One of the many messages the Tories sent to the pension sector at last week’s party conference was that in a few months time it is going to be calling the shots so people had better get used to it. In light of what has been said in Manchester, the industry needs to hear much more about what the party has in mind.

Both the tone and the detail of what the Tories have said indicate that nothing can be taken for granted if the Government changes from red to blue in seven months time.

If Cameron really has sealed the deal with the electorate, then that makes Nigel Waterson a pensions minister in waiting. This is certainly the way he came across at a Social Market Foundation/B&CE fringe event I attended at the conference last week, which he used to take a broadside at both The Pensions Regulator and the Personal Accounts Delivery Authority. His tone implied he is soon to be their boss, so they had better watch out.

Waterson reiterated his call to allow employers to automatically enrol staff into existing schemes as soon as possible and singled out The Pension Regulator as the only obstacle to this. He said that the only practical reason why it could not be introduced immediately was because TPR says it will not have enough time to do so, adding: “I am a great believer in ministers telling people what to do and them getting on with it”.

While TPR got off with a light crack of the whip, Waterson is considerably more irritated at the failure of Pada to communicate with him the change in policy that sees the implementation timescale for personal accounts extended from 18 months to three years.
As it happens, the heads of both organisations will feel the change in their pockets in the event that the Tories do get to Number 10 next May.

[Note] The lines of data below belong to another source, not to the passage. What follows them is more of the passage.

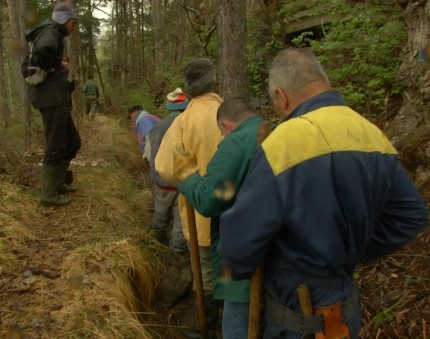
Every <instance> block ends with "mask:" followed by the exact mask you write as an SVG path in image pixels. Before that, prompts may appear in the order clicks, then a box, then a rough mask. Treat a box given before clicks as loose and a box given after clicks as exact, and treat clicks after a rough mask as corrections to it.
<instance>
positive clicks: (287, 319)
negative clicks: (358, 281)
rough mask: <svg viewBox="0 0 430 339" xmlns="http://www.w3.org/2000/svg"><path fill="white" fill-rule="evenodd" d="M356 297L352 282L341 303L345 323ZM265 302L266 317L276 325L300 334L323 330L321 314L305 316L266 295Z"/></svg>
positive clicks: (350, 310) (305, 333)
mask: <svg viewBox="0 0 430 339" xmlns="http://www.w3.org/2000/svg"><path fill="white" fill-rule="evenodd" d="M358 298H359V292H358V288H357V286H356V285H355V284H353V286H352V288H351V292H350V293H349V295H348V297H347V298H346V299H345V301H344V302H343V304H342V317H343V321H344V322H345V323H346V322H347V321H348V320H349V319H351V318H352V316H353V315H354V313H355V311H356V308H357V304H358ZM265 302H266V304H265V307H266V313H267V317H268V318H269V319H271V320H272V321H274V322H275V323H276V324H277V325H279V326H282V327H284V328H286V329H288V330H291V331H294V332H297V333H300V334H312V333H318V332H324V316H323V315H322V314H318V315H313V316H310V317H309V316H308V317H306V316H304V315H303V314H301V313H297V312H295V311H293V310H290V309H289V308H287V307H285V306H283V305H281V304H279V303H277V302H276V301H275V300H273V299H272V298H270V297H267V296H266V298H265Z"/></svg>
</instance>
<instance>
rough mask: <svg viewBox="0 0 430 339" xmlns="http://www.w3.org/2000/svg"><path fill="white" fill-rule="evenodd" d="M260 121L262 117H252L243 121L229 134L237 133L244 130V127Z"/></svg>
mask: <svg viewBox="0 0 430 339" xmlns="http://www.w3.org/2000/svg"><path fill="white" fill-rule="evenodd" d="M260 120H263V117H262V116H261V115H254V116H251V117H248V118H246V119H245V120H243V121H242V122H241V123H240V124H239V125H238V126H237V127H236V128H235V129H234V130H233V131H232V132H231V133H234V132H237V131H239V130H241V129H243V128H245V127H246V126H248V125H251V124H252V123H253V122H254V121H260ZM227 137H228V136H227Z"/></svg>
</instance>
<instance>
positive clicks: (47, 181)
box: [40, 165, 71, 207]
mask: <svg viewBox="0 0 430 339" xmlns="http://www.w3.org/2000/svg"><path fill="white" fill-rule="evenodd" d="M62 173H63V170H62V167H61V165H57V166H51V165H43V166H42V172H41V177H40V179H41V180H40V181H41V184H42V196H41V198H40V203H41V204H42V205H43V206H45V207H49V206H64V205H67V204H70V201H71V200H70V199H65V198H62V197H61V196H60V195H59V194H58V192H57V188H58V183H59V182H60V180H61V178H62Z"/></svg>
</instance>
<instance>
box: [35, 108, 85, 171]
mask: <svg viewBox="0 0 430 339" xmlns="http://www.w3.org/2000/svg"><path fill="white" fill-rule="evenodd" d="M40 113H41V114H42V120H43V128H44V133H45V153H44V156H43V163H44V164H45V165H51V166H56V165H60V164H61V163H62V162H63V161H65V160H71V159H73V158H74V157H76V153H77V152H78V150H79V149H80V148H81V138H80V137H79V133H78V130H77V129H76V126H75V124H74V122H73V119H72V115H71V113H70V108H69V107H68V106H56V107H48V108H41V109H40Z"/></svg>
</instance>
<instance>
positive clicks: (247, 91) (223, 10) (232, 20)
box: [217, 0, 248, 99]
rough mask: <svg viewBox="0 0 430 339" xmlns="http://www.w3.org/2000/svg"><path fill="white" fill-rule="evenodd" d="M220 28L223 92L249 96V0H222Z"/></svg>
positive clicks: (229, 93)
mask: <svg viewBox="0 0 430 339" xmlns="http://www.w3.org/2000/svg"><path fill="white" fill-rule="evenodd" d="M217 31H218V63H219V67H218V69H219V78H218V81H219V91H220V94H221V96H222V97H223V98H224V99H228V98H231V97H235V96H240V97H243V98H245V99H248V83H247V76H246V59H245V53H246V1H245V0H236V1H230V0H218V17H217ZM232 32H234V34H232Z"/></svg>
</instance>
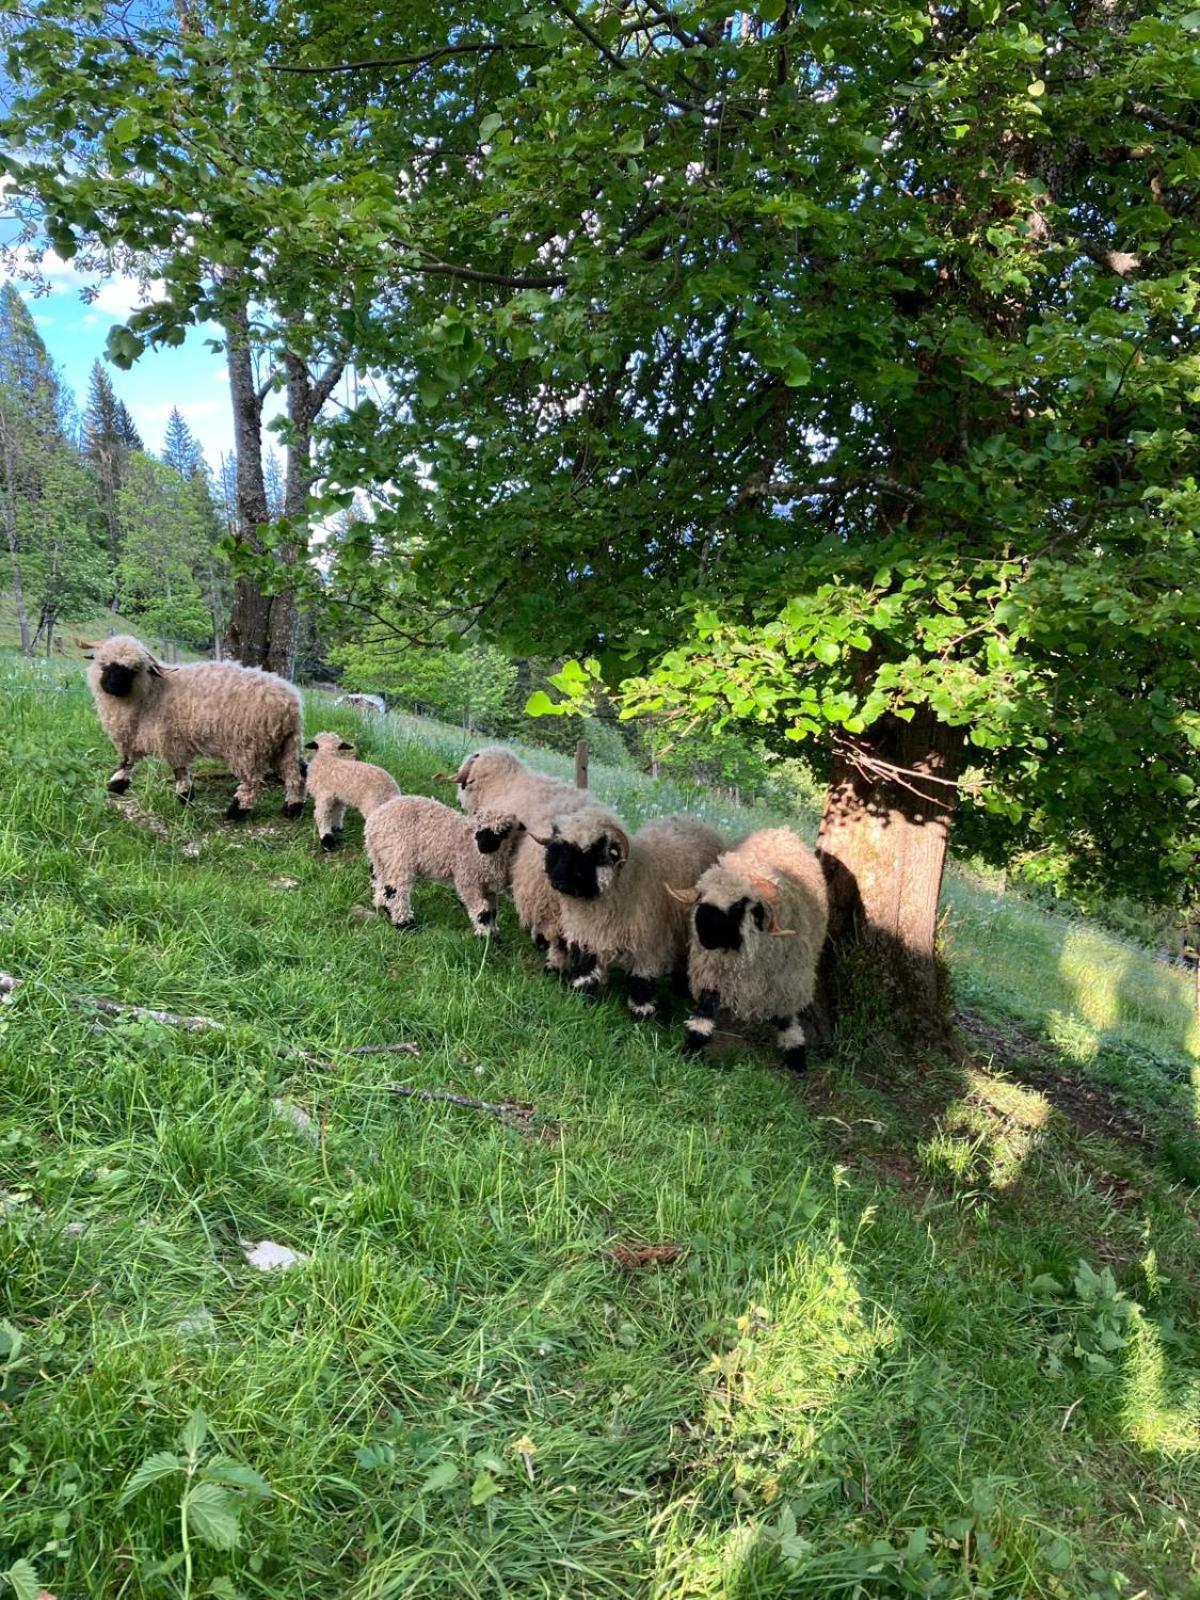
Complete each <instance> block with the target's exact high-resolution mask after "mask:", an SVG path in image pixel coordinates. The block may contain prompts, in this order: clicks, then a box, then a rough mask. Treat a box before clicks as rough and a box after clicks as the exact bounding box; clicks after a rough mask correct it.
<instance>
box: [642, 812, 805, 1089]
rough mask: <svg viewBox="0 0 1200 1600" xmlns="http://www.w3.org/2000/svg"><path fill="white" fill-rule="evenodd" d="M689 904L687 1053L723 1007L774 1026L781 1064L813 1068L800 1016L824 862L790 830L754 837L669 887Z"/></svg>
mask: <svg viewBox="0 0 1200 1600" xmlns="http://www.w3.org/2000/svg"><path fill="white" fill-rule="evenodd" d="M670 893H672V894H674V896H675V901H677V902H680V904H683V906H688V907H690V909H691V939H690V949H688V987H690V989H691V998H693V1002H694V1010H693V1014H691V1016H690V1018H688V1024H686V1032H685V1035H683V1048H685V1050H686V1051H690V1053H691V1051H701V1050H704V1046H706V1043H707V1042H709V1038H710V1037H712V1030H714V1026H715V1018H717V1008H718V1006H725V1008H726V1010H728V1011H731V1013H733V1014H734V1016H738V1018H741V1019H742V1021H746V1022H765V1021H770V1022H773V1026H774V1029H776V1038H778V1042H779V1050H781V1051H782V1058H784V1066H787V1067H792V1069H794V1070H795V1072H803V1070H805V1067H806V1064H808V1053H806V1042H805V1030H803V1027H802V1026H800V1013H802V1011H803V1010H805V1008H806V1006H810V1005H811V1003H813V992H814V989H816V965H818V962H819V958H821V949H822V946H824V942H826V926H827V923H829V894H827V890H826V878H824V874H822V870H821V862H819V861H818V858H816V856H814V854H813V851H811V850H810V848H808V845H805V842H803V840H802V838H798V837H797V835H795V834H794V832H792V830H790V827H766V829H762V830H760V832H757V834H750V835H747V837H746V838H744V840H742V842H741V843H739V845H736V846H734V848H733V850H726V851H725V854H723V856H722V858H720V861H717V862H715V864H714V866H710V867H709V870H707V872H706V874H704V877H701V878H699V880H698V882H696V885H694V888H693V886H686V885H685V886H682V888H677V886H672V888H670Z"/></svg>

Both Tim Jones, chief executive of Pada and Tony Hobman, chief executive of The Pensions Regulator, earn more than the Prime Minister, a situation that Shadow Chancellor George Osborne clearly does not approve of at a time when the nation’s finances are in such a poor state.

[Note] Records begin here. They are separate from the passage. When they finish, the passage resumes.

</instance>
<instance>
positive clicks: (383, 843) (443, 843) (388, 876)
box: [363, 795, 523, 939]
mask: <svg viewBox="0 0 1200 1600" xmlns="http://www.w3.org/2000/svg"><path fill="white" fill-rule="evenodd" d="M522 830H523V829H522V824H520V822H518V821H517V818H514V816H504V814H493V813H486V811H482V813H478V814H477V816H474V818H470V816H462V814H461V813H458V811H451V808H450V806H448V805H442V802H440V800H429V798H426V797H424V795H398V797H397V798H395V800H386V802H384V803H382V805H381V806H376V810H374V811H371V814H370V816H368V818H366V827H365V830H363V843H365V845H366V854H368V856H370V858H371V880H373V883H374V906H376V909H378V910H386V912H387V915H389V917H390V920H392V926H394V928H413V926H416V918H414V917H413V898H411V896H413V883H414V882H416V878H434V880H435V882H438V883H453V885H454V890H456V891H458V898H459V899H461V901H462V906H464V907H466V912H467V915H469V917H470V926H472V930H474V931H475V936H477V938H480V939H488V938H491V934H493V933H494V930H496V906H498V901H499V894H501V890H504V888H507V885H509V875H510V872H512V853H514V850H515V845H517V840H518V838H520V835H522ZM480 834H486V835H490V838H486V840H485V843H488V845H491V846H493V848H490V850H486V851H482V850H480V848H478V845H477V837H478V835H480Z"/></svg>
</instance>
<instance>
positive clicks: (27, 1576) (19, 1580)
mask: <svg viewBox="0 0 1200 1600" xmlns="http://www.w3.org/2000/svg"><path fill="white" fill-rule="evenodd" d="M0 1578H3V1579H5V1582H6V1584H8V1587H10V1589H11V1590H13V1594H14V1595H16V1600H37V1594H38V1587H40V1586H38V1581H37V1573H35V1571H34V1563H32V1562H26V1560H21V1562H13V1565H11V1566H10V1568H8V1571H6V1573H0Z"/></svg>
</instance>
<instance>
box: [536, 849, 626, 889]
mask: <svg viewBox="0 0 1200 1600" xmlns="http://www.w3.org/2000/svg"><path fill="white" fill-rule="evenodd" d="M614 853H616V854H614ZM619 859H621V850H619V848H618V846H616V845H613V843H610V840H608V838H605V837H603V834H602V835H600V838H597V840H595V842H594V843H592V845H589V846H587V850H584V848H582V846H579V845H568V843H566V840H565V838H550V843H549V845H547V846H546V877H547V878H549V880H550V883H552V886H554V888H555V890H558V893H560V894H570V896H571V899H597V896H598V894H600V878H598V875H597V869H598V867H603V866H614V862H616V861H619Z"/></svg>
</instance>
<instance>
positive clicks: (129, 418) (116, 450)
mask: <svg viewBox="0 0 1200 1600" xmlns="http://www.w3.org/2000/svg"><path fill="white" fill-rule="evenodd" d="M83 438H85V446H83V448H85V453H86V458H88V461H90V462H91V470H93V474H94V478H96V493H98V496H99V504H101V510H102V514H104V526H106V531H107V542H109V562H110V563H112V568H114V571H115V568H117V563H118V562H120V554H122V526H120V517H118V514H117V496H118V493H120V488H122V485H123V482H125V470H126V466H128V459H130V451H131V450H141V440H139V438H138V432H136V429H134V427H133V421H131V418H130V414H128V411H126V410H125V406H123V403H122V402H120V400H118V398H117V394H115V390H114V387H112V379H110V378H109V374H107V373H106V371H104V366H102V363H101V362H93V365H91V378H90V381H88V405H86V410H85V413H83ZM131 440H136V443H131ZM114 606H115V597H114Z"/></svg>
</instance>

If Osborne makes good his proposal that no public servant should earn more than the £197,000 that the PM earns, both will be taking a pay cut. Jones could be more than £30,000 down on his current £230,000 a year while Hobman’s £210,000 also takes him above Osborne’s new limit.

But of broader significance is the Conservatives’ apparent lack of enthusiasm for the very essence of the personal accounts agenda. The party says it will have an immediate review of personal accounts and that it remains committed to the Tur-ner settlement, which Waterson describes as a commitment to an increase in retirement age, the restoration of the earnings’ link and auto-enrolment “in some form”.

I may be wrong but I suspect a distancing from the idea of personal accounts and reports that lifetime savings models tick more boxes for the Tories than pensions correspond with that.

If, come next May, we find that the Government is going back to the drawing board on personal accounts, pension professionals will be tearing their hair out. Everyone in the industry needs to know whether the consensus is broken or not.

If personal accounts are to be dropped, not only will much expensive work been carried out for nothing but even more will continue to be done. The Tories should clarify their position.